Pour motiver, il faut faire goûter !


« Nous avons négocié avec ESDI un prix fixe par acquisition, avec un engagement de production minimum de leur part. Nous ne participons pas directement à la motivation de leurs téléacteurs. Mais nous cherchons à motiver les téléacteurs en organisant des dégustations de nos produits », précise Damien Meyer. Ces opérations de stimulation gourmande ont l'air de plaire : à chaque fois, le nombre des commandes passées augmente, en particulier pour des produits dégustés. « Je vois, d'après les commandes, quel téléconseiller préfère quel plat. Les bouchées des pommes de terre farcies au fromage frais et les assortiments de pizzas ont le plus de succès auprès des opérateurs, sourit Damien Meyer. Goûter ce que l'on vend est très important, cela permet d'établir une relation de partenariat. » La relation entre l'enseigne et le centre d'appels semble bien fonctionner.
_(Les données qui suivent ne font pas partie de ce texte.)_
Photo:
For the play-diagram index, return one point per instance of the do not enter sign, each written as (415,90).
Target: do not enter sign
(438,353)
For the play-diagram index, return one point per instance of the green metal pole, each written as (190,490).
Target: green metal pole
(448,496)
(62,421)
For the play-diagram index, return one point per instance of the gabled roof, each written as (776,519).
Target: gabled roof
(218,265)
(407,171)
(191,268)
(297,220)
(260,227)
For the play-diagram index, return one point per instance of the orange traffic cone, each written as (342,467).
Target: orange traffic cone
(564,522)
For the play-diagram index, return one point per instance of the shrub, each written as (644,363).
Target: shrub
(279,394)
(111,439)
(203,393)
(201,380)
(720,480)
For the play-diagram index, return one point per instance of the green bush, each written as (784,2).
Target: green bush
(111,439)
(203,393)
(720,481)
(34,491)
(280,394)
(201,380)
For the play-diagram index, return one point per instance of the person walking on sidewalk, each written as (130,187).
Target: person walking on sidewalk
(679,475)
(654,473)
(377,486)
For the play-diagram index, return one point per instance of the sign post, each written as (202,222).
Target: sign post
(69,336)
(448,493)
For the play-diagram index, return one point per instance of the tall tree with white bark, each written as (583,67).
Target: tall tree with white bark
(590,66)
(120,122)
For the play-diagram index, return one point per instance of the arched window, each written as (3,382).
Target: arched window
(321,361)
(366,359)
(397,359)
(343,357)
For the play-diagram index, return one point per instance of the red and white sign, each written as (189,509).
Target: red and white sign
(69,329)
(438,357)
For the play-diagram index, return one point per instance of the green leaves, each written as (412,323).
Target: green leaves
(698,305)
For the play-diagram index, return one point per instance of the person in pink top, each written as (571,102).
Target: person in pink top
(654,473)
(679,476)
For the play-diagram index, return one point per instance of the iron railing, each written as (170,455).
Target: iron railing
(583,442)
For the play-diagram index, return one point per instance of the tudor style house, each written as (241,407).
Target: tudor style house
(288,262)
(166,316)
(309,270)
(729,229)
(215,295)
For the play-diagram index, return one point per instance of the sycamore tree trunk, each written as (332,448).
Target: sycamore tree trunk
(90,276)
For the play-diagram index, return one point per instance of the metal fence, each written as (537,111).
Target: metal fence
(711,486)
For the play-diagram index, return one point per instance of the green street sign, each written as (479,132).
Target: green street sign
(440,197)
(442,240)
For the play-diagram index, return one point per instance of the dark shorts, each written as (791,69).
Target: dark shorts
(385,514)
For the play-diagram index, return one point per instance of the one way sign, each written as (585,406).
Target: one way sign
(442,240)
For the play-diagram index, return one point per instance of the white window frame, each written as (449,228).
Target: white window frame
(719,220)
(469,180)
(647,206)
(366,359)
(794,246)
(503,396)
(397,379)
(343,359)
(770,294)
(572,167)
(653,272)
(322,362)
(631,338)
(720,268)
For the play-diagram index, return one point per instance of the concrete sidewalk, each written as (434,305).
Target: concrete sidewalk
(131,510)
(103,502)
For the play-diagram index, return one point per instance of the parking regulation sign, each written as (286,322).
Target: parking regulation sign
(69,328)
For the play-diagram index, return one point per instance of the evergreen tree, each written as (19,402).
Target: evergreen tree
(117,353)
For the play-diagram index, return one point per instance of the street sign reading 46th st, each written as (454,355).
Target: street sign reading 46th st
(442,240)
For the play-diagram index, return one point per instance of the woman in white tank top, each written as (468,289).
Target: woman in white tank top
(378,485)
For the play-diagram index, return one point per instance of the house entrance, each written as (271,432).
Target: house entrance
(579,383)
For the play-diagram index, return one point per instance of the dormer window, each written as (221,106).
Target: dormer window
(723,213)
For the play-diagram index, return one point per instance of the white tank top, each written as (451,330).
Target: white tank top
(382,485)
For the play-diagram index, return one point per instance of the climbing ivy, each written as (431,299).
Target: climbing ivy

Quelques problèmes restent encore à régler, par exemple celui de gestion des zones de livraisons. « Quand les conseillers prospectent un nouveau secteur géographique dominé par des petits villages, ils y vont de la même manière que dans une ville. Ensuite, pour nous, c'est tout une acrobatie pour gérer des livraisons dans des lieux éloignés les uns des autres, remarque Damien Meyer. Mais c'est un problème que nous arriverons à régler. Globalement, je suis satisfait de notre partenariat, et eux aussi, je crois. Même leur P-dg commande parfois chez nous, c'est stimulant pour tout le monde. »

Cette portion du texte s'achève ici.